Auto 以外のビットを指定すれば桁数が制限されるため、単純なビット反転になります。
例えば 08bit(Byte) を指定してから「~0b11001100」を計算すると、「0b00110011」が得られます。
3-3. 浮動小数点数の表記
結果が小数になる場合、10進数以外は IEEE754 規格の交換形式で表記します。16進数のみ、C99 規格の16進浮動小数点リテラルも併記します。
交換形式はビット指定の影響を受けますが、16進リテラルは常に 64bit で処理します。
これらの交換形式を計算に用いることはできません。計算したいときは10進数で入力してください。
16進リテラルが単独で数式に入力された場合のみ、その結果を表示することができます。ただしサフィックスには対応していません。
3-4. Decimal モードの特殊な使い方
Decimal モードで結果が小数となる演算を行った場合、その結果が表現範囲内の有限小数であれば、10進数表記の欄に既約分数を併記します。数式に10進数以外が入力された場合には、この機能は働きません。
また、ビットに Auto 以外を指定すると、10進数における小数点以下の桁数を制限します。場合によっては、その方が正確な結果を得られることがあります。
例えば、sin(pi) の結果は本来 0 となるはずですが、通常通り計算すると 1.2246467991473532e-16 になってしまいます。

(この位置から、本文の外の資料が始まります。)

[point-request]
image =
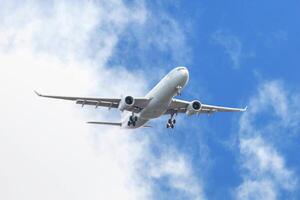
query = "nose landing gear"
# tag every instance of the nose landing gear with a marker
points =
(132, 120)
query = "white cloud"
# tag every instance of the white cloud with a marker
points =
(265, 173)
(46, 149)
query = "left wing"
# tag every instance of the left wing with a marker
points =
(180, 106)
(139, 103)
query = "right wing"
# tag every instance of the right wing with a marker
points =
(180, 106)
(139, 103)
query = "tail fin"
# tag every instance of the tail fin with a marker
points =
(106, 123)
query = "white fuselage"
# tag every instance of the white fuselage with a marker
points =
(161, 96)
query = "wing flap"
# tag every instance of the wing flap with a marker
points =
(106, 123)
(139, 103)
(180, 106)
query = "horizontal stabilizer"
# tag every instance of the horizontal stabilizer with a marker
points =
(106, 123)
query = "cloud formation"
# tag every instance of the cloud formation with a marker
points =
(46, 150)
(265, 172)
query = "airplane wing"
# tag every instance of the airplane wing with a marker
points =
(180, 106)
(139, 103)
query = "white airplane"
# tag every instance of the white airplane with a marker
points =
(159, 101)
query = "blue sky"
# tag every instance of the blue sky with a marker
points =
(230, 48)
(238, 53)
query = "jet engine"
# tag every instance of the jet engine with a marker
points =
(126, 103)
(194, 107)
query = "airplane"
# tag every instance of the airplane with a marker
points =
(159, 101)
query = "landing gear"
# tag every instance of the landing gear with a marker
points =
(171, 122)
(132, 120)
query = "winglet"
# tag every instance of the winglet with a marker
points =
(37, 93)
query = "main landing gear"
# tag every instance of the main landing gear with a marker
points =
(132, 120)
(171, 122)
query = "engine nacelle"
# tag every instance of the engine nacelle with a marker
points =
(126, 103)
(193, 107)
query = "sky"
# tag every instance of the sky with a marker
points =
(238, 53)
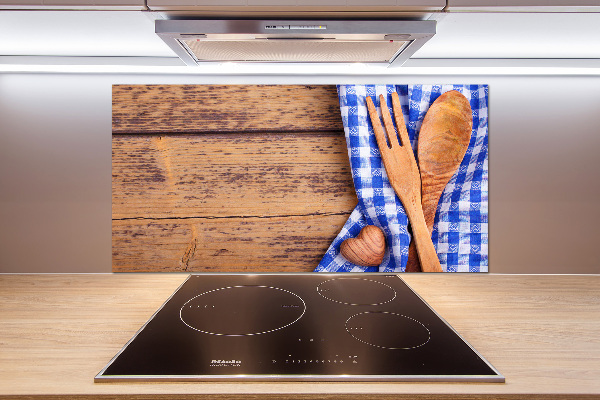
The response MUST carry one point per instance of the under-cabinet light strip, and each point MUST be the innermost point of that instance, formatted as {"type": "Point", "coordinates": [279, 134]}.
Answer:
{"type": "Point", "coordinates": [419, 67]}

円周率の精度を可能な限り上げてみても、この結果を 0 にすることは困難でした。
ビットを指定するとそれに応じて小数点以下を丸めるので、0 という結果を得ることができます。このとき、他の進数表記も10進数に合わせて計算されます。
4. 更新履歴
- 2020/10/19 (version 0.30) ; モードを変更するショートカットキーを「Alt+m」に変更。ビット制限下の Decimal モードにて、小数点以下の演算結果を10進数基準とするように変更。ソースコード全般のリファクタリング。
- 2020/08/20 (version 0.20) ; バッファオーバーラン対策を実施。10進浮動小数点算術をサポート。Decimal モードにて既約分数も併記するように変更。
- 2020/08/12 (version 0.10) ; 公開。